Memory Mondays: Advance Directives for Dementia
Planning ahead for health care can be difficult to think about when health isn’t currently a concern. Yet planning becomes increasingly important with age, especially if cognitive decline is involved.
That’s where advance directives for dementia come into play. The five-page document explains how mild, moderate and severe dementia affect patients and prompts them to specify what medical interventions they want and don’t want at each phase. Dr. Barak Gaster, an internist at the University of Washington School of Medicine, created this dementia-specific advance directive.
“Patients stumble into the advanced stage of dementia before anyone identifies it and talks to them about what’s happening,” Dr. Gaster told the New York Times. “At what point, if ever, would they not want medical interventions to keep them alive longer? A lot of people have strong opinions about this, but it’s hard to figure out how to let them express them as the disease progresses.”

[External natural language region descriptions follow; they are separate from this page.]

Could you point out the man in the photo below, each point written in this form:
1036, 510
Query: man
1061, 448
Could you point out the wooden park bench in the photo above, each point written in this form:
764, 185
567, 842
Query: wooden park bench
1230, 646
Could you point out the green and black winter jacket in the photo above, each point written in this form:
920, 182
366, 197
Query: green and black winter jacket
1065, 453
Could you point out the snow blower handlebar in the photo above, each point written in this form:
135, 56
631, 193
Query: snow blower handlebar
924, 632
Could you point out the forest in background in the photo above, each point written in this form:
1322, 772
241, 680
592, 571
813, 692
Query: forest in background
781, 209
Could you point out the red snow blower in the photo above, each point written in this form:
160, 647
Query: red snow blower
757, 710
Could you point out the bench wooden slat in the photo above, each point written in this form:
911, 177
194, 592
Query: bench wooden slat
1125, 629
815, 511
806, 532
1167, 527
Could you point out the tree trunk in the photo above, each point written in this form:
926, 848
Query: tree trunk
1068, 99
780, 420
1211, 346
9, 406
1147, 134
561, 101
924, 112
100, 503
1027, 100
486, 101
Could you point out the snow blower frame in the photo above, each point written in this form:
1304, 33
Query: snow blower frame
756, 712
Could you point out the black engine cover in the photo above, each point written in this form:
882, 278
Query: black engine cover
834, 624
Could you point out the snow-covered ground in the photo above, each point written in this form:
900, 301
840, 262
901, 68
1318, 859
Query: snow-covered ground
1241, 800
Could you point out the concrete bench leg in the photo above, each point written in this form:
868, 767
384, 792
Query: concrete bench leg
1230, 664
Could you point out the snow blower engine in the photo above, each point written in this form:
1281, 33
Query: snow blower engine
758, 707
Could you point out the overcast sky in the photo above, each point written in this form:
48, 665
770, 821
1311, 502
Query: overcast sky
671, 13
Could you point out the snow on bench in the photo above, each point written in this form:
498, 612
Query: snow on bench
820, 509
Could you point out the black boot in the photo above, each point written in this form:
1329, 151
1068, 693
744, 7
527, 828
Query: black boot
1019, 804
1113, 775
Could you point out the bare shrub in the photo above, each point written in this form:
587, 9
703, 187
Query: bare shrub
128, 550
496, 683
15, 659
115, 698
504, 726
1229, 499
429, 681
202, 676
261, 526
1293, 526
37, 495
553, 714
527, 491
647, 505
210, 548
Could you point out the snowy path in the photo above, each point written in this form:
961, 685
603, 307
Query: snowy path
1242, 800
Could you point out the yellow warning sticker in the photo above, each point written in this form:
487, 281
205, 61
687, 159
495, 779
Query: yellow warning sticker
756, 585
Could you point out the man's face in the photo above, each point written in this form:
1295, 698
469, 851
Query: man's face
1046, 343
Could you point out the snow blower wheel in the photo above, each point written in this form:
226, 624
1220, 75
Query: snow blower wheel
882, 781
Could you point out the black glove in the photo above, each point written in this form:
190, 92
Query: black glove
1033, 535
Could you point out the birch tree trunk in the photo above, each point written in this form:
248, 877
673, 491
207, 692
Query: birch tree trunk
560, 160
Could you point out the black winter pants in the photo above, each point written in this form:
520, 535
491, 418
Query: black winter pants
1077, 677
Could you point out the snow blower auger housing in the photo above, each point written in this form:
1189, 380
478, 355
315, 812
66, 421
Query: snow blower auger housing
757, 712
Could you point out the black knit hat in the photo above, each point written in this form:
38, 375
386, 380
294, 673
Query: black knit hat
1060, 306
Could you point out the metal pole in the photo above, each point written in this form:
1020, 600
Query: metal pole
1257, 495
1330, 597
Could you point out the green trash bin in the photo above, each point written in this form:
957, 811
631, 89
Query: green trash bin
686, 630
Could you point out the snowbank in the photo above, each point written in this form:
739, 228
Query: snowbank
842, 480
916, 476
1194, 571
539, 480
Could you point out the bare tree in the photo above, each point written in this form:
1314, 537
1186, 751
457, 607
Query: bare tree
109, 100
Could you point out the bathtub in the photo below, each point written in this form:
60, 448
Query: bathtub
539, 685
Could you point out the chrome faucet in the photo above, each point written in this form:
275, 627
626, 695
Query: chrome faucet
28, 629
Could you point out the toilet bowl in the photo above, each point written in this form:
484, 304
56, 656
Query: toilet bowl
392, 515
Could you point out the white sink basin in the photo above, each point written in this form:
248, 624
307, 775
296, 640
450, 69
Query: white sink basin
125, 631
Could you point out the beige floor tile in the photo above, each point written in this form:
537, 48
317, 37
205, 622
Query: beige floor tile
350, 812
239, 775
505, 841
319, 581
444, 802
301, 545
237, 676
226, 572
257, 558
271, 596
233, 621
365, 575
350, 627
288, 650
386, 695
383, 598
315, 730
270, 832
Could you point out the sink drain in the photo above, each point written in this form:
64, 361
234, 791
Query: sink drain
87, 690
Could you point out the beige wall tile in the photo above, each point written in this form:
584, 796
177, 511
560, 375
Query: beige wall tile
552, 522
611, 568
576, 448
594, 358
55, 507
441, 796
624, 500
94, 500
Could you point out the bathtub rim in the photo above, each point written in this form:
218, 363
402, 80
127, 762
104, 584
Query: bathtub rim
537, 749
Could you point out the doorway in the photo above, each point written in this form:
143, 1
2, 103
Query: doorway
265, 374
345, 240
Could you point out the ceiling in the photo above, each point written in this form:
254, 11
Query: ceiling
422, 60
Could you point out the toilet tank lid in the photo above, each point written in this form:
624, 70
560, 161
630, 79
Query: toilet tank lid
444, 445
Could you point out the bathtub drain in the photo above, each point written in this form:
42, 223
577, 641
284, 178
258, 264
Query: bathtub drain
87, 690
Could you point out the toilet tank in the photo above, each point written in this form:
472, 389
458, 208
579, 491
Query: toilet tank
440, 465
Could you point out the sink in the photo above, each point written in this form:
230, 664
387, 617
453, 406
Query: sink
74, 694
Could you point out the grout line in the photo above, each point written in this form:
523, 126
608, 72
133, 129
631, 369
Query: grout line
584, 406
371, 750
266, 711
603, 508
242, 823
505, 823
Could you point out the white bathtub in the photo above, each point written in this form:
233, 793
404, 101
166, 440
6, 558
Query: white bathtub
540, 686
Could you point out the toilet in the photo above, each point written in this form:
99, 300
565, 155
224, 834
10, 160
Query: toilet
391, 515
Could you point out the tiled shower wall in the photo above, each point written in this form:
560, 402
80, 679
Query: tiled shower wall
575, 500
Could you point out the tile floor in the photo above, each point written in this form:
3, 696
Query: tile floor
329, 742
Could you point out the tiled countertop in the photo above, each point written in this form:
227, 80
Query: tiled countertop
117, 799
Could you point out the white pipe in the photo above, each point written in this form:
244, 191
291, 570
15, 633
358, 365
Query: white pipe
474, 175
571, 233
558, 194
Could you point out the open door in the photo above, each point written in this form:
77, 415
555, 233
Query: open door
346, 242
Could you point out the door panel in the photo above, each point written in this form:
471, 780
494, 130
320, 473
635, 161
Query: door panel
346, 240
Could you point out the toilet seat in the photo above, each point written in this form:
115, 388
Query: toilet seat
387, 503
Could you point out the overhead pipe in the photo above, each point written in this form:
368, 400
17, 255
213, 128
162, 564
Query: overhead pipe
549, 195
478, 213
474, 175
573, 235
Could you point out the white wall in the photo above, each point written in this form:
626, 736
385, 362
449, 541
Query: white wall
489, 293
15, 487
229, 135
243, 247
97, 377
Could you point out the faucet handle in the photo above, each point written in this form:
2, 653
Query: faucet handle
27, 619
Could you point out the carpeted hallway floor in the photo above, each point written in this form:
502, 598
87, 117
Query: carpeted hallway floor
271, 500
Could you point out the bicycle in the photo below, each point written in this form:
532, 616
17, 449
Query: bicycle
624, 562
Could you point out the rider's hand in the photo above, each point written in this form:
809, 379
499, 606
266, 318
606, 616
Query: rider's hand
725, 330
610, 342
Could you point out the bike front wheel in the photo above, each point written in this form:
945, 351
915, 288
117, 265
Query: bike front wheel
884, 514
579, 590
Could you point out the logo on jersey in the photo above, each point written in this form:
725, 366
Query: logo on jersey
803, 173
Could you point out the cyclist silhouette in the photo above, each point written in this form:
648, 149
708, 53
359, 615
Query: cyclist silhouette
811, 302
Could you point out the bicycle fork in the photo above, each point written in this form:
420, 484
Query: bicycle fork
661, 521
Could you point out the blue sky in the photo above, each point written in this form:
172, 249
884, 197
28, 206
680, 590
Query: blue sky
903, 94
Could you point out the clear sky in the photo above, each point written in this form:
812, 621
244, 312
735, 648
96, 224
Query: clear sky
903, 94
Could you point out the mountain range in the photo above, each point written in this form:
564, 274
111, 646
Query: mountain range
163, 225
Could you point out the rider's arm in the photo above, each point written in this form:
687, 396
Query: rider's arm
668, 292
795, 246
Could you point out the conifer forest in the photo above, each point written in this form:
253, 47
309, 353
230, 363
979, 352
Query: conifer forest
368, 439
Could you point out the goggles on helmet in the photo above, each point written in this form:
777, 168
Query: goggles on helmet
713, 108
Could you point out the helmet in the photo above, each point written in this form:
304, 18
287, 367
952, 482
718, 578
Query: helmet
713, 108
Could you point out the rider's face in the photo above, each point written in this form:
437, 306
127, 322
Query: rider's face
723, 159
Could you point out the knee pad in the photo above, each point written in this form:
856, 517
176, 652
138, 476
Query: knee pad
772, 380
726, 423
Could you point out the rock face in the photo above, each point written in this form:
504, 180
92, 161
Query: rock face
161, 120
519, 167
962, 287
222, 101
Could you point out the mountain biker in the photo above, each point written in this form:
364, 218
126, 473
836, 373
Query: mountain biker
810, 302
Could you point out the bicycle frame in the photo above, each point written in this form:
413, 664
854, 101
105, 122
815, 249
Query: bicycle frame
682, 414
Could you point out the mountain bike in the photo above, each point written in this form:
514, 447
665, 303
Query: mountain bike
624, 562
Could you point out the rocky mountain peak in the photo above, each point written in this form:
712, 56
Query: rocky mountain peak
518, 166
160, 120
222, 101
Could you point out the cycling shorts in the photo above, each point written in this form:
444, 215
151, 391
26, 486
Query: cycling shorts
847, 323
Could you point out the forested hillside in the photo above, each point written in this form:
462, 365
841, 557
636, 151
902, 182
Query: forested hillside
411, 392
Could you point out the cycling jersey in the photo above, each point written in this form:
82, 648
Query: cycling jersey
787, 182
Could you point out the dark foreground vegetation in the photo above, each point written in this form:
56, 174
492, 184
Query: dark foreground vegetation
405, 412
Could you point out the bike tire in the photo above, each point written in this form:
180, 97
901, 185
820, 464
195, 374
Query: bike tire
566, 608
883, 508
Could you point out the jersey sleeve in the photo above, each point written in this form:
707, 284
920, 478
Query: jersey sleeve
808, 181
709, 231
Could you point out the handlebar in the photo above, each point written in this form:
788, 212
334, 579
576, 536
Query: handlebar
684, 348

At each stage of dementia, those filling out the form can choose from the following:
-Full efforts to prolong life
– Comfort-oriented care only
– Options for lifesaving treatments
– Avoiding hospitalization and instead receiving care at home
Some experts are skeptical about adding another directive to the docket, but Dr. Gaster argues the original documents aren’t specific enough to dementia.
“The standard advance directives tend to focus on things like a ‘permanent coma’ or a ‘persistent vegetative state,’” Dr. Gaster said. “Most of the time, they apply to a person with less than six months to live.”
Dementia, however, tends to intensify over years, and there’s no obvious or predictable point at which someone with dementia can no longer voice their care desires. Plus, goals and preferences may change over time.
Leaders of similar movements contend that this particular advance directive for dementia doesn’t involve family members or other loved ones. Still others believe that users need to incorporate the reasoning behind their decisions.
In any case, conversations about future care are crucial, given that a growing number of people will be diagnosed with dementia in the years ahead. Documenting the desires and agreements that stem from these conversations and circulating them to the appropriate parties will then ensure a sense of control over what’s ahead with dementia.